Here are my annual tips for getting the most out of your rig at Field Day. (Some are Elecraft-specific--thanks for the bandwidth!)
To conserve battery life, use hunt-and-pounce rather than calling CQ, and use lower power output when possible. This is especially practical on a very quiet band, such as on 15 or 10 meters in the afternoon and early evening. You'll be amazed at how many stations you can work with one watt when these higher bands are open.
Lower power can also keep the rig cooler. (As will operating in the shade! At least keep the heat sink in the shade, if you can. On the KX3, the heat sink occupies the back edge and bottom of the enclosure.

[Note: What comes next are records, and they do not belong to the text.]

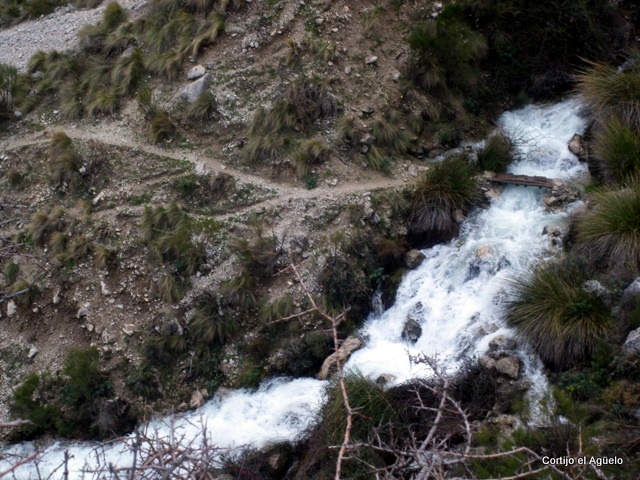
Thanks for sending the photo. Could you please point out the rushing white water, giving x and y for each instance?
(455, 295)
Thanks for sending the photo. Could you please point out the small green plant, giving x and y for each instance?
(550, 308)
(609, 233)
(496, 155)
(446, 187)
(617, 150)
(312, 151)
(211, 324)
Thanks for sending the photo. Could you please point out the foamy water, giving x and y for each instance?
(457, 306)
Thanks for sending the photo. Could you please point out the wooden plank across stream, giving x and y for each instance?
(526, 180)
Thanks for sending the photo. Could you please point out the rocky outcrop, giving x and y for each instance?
(413, 259)
(329, 367)
(412, 331)
(193, 90)
(560, 195)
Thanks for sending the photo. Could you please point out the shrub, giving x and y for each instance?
(8, 79)
(609, 93)
(447, 54)
(209, 324)
(609, 233)
(10, 272)
(367, 398)
(617, 150)
(162, 127)
(497, 154)
(552, 310)
(43, 224)
(312, 151)
(446, 187)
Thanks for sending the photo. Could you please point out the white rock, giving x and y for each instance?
(11, 308)
(196, 72)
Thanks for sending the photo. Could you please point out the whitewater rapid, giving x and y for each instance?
(454, 295)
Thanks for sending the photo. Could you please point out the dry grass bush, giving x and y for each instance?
(553, 311)
(44, 224)
(609, 232)
(446, 187)
(211, 324)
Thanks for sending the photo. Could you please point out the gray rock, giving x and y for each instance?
(509, 367)
(412, 331)
(575, 145)
(632, 343)
(11, 308)
(329, 367)
(631, 293)
(196, 72)
(502, 343)
(413, 258)
(83, 311)
(192, 92)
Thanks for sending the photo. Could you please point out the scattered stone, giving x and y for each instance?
(502, 343)
(413, 258)
(83, 311)
(632, 343)
(97, 198)
(11, 308)
(33, 351)
(385, 379)
(329, 368)
(411, 331)
(197, 400)
(576, 147)
(196, 72)
(192, 92)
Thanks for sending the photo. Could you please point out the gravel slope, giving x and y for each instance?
(57, 31)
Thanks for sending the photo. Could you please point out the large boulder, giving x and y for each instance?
(412, 331)
(330, 367)
(193, 90)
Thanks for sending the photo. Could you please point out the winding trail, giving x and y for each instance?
(283, 193)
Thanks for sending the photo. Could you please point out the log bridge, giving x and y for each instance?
(525, 180)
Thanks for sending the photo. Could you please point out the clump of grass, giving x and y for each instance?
(312, 151)
(389, 134)
(560, 318)
(167, 231)
(44, 224)
(497, 154)
(617, 149)
(10, 272)
(609, 233)
(371, 401)
(446, 187)
(608, 92)
(210, 324)
(447, 53)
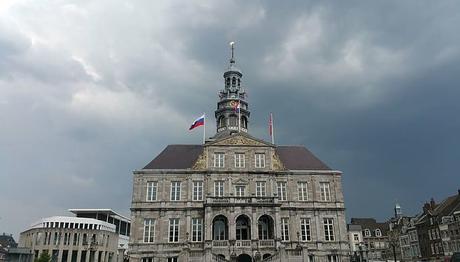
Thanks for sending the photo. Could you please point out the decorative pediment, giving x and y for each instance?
(277, 164)
(240, 181)
(200, 163)
(240, 140)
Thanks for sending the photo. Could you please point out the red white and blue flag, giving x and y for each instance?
(198, 122)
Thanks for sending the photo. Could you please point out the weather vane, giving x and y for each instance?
(232, 44)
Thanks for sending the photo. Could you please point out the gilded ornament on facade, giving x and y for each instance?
(277, 164)
(201, 161)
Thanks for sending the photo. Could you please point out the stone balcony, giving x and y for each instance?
(238, 201)
(244, 243)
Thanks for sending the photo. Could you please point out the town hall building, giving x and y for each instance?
(237, 197)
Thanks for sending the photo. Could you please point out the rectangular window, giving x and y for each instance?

On the KX2, it's the right side panel.)
To reduce supply current in receive mode, use headphones rather than the internal speaker, and if lighting conditions permit, turn off the LCD backlight (MENU:BKLIGHT).
The KX2 has an amp-hour monitoring feature. Tap DISP and rotate VFO B to obtain this reading. To clear the AH value to zero, go into the AMP HRS menu entry and hold CLR.

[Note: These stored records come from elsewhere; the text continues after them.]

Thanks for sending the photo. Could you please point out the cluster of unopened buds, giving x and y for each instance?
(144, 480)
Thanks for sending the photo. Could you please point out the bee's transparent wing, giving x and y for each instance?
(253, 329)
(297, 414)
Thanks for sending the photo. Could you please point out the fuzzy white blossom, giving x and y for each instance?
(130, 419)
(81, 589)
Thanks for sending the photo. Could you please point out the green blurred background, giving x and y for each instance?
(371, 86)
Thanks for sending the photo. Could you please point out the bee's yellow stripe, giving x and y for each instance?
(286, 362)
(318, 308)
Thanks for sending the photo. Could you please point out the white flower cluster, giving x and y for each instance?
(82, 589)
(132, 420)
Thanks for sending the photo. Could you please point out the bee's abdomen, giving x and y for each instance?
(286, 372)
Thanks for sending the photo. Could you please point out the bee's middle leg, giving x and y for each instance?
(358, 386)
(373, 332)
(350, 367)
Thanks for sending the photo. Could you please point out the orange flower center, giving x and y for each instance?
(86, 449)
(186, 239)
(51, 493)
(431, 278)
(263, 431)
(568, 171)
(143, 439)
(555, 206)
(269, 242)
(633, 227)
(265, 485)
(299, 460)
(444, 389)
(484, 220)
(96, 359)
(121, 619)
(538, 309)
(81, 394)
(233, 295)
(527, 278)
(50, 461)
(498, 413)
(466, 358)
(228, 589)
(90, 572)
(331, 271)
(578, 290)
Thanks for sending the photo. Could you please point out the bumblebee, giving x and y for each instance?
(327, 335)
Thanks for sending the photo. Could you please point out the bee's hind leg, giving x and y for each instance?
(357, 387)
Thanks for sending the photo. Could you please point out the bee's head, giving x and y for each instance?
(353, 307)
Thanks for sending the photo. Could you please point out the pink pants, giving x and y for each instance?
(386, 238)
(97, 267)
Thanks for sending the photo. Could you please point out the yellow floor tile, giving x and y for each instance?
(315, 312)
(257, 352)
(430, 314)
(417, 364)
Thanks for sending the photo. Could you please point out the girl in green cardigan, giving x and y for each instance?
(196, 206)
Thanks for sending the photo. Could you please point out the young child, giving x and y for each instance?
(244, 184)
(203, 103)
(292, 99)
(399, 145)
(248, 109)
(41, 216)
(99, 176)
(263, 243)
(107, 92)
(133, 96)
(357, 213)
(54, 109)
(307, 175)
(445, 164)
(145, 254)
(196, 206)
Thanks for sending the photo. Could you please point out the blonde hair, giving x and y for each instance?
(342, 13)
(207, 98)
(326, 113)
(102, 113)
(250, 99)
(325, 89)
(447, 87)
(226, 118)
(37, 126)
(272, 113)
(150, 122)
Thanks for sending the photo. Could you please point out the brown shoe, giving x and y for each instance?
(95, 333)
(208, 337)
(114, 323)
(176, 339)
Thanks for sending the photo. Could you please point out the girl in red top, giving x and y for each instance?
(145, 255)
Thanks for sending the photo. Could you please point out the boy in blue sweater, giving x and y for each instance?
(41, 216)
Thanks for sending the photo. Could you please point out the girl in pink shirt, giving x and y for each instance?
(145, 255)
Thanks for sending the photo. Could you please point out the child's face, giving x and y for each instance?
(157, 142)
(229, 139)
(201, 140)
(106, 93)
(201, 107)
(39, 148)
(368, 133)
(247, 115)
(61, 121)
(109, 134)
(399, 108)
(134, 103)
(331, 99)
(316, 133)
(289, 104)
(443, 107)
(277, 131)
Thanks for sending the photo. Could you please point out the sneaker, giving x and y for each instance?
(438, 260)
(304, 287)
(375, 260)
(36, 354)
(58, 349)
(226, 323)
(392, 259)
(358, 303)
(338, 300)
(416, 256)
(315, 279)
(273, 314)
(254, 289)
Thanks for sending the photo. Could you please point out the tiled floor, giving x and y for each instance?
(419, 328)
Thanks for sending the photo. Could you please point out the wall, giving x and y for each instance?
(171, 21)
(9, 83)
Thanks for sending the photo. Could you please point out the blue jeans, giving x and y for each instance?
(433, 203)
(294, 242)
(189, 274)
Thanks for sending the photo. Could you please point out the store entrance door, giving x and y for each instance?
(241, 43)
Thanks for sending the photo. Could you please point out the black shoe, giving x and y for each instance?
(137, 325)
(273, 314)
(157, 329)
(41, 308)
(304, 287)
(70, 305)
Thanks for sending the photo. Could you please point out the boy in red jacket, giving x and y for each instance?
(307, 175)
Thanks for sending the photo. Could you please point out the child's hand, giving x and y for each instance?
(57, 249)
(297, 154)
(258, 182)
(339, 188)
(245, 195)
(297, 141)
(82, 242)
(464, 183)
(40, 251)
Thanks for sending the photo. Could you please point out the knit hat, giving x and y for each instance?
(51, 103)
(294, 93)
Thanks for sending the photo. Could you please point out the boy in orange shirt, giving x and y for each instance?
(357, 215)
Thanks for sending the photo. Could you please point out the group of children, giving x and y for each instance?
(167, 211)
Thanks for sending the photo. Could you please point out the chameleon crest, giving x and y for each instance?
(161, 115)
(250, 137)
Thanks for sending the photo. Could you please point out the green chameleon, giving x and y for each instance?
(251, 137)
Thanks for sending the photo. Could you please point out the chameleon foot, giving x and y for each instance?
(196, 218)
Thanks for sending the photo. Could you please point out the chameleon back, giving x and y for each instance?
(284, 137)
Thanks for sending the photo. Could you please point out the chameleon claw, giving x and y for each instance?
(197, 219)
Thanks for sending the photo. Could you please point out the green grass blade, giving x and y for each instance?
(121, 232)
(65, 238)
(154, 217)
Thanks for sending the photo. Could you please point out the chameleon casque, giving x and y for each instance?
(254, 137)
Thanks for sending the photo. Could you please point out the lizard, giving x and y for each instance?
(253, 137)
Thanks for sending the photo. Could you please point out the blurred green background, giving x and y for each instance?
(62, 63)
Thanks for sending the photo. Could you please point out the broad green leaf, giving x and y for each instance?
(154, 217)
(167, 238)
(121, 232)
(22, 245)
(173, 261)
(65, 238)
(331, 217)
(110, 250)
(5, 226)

The KX3 automatically switches the power amplifier to a more efficient setting based on the mode, supply voltage, and power setting. You can tell that power-saving mode is in effect by a decimal point after the 'W' in the power value (e.g., "5.0 W."). In SSB and audio data modes, the applicable level is 3.0 watts.
QRP HUNT-AND-POUNCE TIP
This type of operation can be greatly enhanced by using dual watch (KX2/KX3) or a sub receiver (K3/K3S). It allows you to keep one VFO on a station you're waiting to call, while tuning the other VFO to look for the next station to call. (If you beat my own 1B-Battery score because of this tip...guess I asked for it :)
The general rule is, "the longer and higher, the better," suggesting wire-in-a-tree antennas. (If you're lucky enough to have a portable yagi, that's even better.)
When winding antenna wire for storage, wind it in a figure-8 pattern. When you release the bundle later, it will spring out easily without kinks or tangles.
An electrically short whip will work in a pinch, but you'll typically realize a 5 to 15 dB improvement on both RX and TX with an an-hoc wire antenna.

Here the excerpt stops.